As a young man, Arthur was discovered by his mother to be conducting rather loose moral liaisons with several of the servant girls on the family’s estate, and so was sent away to tour Uppsala, in what is now Sweden. From there, accompanied by his eldest brother Charles, and a man of the cloth for whom Arthur developed a keen hatred, he travelled to Moscow and then across Egypt and the Middle East to India, where Charles died suddenly of tuberculosis in December, 1851, leaving twenty-year-old Arthur stranded, disabled and alone, with just thirty shillings to his name.

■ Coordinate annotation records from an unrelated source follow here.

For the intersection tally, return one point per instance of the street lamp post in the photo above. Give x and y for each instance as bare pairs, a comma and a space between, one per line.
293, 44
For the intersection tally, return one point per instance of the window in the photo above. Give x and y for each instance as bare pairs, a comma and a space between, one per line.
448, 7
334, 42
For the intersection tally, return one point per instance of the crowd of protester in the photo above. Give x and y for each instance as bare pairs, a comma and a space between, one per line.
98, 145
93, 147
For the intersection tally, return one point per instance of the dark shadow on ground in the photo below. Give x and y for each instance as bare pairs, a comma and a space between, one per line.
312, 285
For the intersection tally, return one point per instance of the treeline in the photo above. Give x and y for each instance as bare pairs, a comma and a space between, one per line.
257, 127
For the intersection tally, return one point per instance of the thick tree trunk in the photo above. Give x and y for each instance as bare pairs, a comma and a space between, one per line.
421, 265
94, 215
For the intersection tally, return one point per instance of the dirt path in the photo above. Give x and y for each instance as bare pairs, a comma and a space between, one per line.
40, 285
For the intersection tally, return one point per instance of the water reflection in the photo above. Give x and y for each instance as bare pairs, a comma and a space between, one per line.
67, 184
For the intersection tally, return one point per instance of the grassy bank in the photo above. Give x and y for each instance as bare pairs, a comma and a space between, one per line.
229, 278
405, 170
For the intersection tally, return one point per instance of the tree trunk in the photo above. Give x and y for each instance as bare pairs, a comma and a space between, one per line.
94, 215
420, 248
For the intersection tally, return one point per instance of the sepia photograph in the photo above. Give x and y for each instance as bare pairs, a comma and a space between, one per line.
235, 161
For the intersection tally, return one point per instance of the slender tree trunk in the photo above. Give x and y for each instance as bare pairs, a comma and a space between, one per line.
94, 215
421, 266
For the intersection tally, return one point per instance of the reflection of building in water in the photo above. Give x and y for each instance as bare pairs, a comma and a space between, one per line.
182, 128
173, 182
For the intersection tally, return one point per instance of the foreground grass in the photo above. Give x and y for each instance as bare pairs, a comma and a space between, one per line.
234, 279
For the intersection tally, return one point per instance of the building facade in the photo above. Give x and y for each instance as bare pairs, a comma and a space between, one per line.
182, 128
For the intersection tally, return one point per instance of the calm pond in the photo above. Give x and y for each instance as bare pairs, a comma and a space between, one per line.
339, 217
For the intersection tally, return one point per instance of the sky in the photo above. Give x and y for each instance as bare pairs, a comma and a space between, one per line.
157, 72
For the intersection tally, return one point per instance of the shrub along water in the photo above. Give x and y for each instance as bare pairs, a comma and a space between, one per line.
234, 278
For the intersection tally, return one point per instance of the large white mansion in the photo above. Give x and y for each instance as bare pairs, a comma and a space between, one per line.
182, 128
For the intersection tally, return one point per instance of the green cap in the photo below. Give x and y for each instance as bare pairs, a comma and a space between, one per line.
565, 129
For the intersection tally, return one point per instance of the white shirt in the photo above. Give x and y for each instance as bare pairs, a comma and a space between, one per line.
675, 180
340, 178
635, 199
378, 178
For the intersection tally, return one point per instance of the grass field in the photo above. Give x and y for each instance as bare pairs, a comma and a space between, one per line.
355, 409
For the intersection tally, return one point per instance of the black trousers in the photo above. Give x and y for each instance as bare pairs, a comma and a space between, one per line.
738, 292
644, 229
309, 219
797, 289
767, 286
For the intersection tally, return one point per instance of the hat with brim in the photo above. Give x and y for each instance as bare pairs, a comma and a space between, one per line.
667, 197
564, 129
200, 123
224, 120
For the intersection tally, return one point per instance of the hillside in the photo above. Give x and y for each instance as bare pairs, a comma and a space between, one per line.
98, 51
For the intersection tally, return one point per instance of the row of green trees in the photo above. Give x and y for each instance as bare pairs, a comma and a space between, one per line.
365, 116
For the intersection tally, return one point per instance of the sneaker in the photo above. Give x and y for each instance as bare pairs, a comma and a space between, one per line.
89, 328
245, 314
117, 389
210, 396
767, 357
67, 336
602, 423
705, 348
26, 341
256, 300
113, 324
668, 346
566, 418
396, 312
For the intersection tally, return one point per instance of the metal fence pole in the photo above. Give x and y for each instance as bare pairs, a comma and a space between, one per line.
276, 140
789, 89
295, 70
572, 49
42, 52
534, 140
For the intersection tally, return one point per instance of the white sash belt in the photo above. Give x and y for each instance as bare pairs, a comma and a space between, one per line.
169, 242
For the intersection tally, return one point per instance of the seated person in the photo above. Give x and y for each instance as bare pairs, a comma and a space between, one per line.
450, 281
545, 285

Kavanagh's birthplace at Borris House, Borris, in County Carlow Photo Credit- http://www.theirishstory.com/
Kavanagh’s birthplace at Borris House, Borris, in County Carlow Photo Credit- http://www.theirishstory.com/

His mother had apparently extended a line of credit for him, but terminated it quite abruptly when she discovered he had charged a two week stay in a harem, and so he was forced to approach the East India Company for a job as a dispatch rider, demonstrating once again that his physical short-comings were no barrier to his success. That same year, Thomas also apparently died, although records indicate Charles died first and was the eldest child, meaning that the period between the two older boys deaths was very short, and as a result, Arthur inherited the MacMurrough title and estates.

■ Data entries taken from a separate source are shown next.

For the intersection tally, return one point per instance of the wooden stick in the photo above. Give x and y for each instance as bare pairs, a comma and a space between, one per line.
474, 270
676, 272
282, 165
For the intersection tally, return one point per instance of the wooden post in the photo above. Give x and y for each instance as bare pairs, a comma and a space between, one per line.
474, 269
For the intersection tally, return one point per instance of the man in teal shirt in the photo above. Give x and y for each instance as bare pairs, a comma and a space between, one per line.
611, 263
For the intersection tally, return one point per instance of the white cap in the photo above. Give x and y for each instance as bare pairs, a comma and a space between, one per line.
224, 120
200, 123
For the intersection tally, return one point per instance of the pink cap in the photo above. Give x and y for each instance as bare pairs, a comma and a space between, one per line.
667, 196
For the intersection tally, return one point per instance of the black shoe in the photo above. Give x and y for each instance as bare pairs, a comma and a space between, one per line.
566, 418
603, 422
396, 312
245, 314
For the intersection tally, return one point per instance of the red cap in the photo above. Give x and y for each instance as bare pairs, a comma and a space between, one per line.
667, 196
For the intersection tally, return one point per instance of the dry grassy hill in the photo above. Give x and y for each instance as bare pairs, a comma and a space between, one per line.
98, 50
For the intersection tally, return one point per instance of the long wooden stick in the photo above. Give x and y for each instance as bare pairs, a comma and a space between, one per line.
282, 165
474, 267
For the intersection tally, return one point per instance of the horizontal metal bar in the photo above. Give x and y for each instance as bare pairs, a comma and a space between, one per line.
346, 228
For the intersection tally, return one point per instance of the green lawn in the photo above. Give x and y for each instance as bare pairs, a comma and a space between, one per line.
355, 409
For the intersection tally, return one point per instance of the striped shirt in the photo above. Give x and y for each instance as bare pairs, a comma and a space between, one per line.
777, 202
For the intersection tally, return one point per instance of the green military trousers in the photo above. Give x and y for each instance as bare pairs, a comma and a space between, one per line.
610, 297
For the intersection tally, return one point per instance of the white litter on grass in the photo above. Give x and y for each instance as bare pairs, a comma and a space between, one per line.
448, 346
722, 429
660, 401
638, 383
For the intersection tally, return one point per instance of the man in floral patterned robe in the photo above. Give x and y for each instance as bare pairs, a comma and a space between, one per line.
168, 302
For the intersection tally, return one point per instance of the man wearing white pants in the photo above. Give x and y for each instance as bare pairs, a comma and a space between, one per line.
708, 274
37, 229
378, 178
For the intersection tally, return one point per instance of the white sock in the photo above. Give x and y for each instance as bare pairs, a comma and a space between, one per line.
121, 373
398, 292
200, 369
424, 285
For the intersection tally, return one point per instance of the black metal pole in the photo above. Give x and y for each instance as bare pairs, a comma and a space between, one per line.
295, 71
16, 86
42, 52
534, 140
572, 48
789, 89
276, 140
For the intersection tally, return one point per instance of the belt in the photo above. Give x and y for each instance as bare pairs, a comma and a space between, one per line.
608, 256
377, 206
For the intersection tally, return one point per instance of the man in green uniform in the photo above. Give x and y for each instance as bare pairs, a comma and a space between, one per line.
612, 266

He travelled back to Ireland to take up his seat and once established, in 1855, at the age of twenty-four, married his cousin Mary Frances Forde-Leathley. According to anecdotal evidence, It was either Mary or her father who asked him prior to giving his blessing to the marriage, whether there was a chance his condition could be hereditary. To which Arthur replied, “Not in any of the children I have already!” And pointed out several strong healthy children in the neighbourhood which he claimed were his own. The couple went on to have seven healthy children, three daughters and four sons.

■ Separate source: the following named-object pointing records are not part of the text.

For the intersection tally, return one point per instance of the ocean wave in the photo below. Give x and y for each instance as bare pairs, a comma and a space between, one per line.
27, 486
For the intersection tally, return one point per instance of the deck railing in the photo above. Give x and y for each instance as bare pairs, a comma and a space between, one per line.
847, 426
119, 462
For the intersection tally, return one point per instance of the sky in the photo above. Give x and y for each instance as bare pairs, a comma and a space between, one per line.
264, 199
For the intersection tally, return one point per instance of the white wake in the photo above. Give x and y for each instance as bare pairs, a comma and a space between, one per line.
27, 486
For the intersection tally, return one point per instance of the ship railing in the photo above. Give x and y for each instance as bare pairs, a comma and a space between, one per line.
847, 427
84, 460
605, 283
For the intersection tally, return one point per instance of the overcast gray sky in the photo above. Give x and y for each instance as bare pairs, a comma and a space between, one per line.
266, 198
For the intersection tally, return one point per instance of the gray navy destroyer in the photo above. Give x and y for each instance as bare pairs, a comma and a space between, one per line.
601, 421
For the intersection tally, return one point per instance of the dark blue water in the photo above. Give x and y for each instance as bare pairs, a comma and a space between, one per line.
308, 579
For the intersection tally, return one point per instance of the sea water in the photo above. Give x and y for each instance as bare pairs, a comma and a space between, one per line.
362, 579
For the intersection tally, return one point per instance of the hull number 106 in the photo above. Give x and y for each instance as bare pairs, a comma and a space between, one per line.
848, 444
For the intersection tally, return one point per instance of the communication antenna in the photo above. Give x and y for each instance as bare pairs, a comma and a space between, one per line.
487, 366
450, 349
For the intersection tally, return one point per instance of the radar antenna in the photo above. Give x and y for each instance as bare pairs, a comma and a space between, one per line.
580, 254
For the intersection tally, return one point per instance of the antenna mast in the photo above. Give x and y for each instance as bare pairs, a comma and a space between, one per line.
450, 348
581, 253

With assistance from Mary, Arthur was known as a generous landlord to his tenants, following the failure of the potato crops during the famine, and having inherited not just his titles but a lot of debt of his family’s and that of his tenants, instead of going the same way as many other landlords and evicting the tenants, he chose to beg borrow and generally obtain as many materials as possible, tools and so forth and set up his own sawmill, staffed by his tenants, as well as those who had lost their own homes and assisted them to build their own village, Borris. He later donated land to the railways in return for the lines to pass through Borris. He was known for his benevolence, often putting together parcels of food and necessities for the villagers, sometimes as a Christmas gift, often just because it was needed. His simple answer being that he had been raised to believe that each and every Lord had a duty to take care of their tenants, not evict them. He didn’t have much but he shared what he had.

He served on the Board of Guardians to the new local poorhouse and worked as a County Magistrate, a role in which he took a leading interest. He was appointed High Sheriff of Kilkenny in 1856 and Carlow in 1857. Between 1866 and 1880, he served as MP for first Wexford and then Carlow under William Gladstone as a Conservative. He was known for having a man-servant accompany him to Parliament, carrying him around in a basket. He lost his seat in 1880, however Gladstone placed him on the Bessborough Commission, convened to investigate the working of the Landlord and Tenant (Ireland) Act of 1870 which was passed as a means of dealing with the issue of peasant proprietorship following the Irish famine of the 1840s. Arthur was the only dissenter on the commission.

He watched sadly as Ireland split into two factions, based on religion, as most of the Landowners were Protestant and several prominent Catholics were campaigning for home rule, his beloved Ireland descended into violence with the Irish Republican Brotherhood under the Fenians. He wrote his own report based on his dissent in the convention which led to his appointment onto Salisbury’s Privy Council.
On Christmas day 1889, after a substantial weight loss, and complaining of chest pains, Arthur was forced to take to his bed. He asked for a visiting choir to gather around his bed and sing to him. As they sung, he slowly and quietly slipped away. He was just short of 58 years old.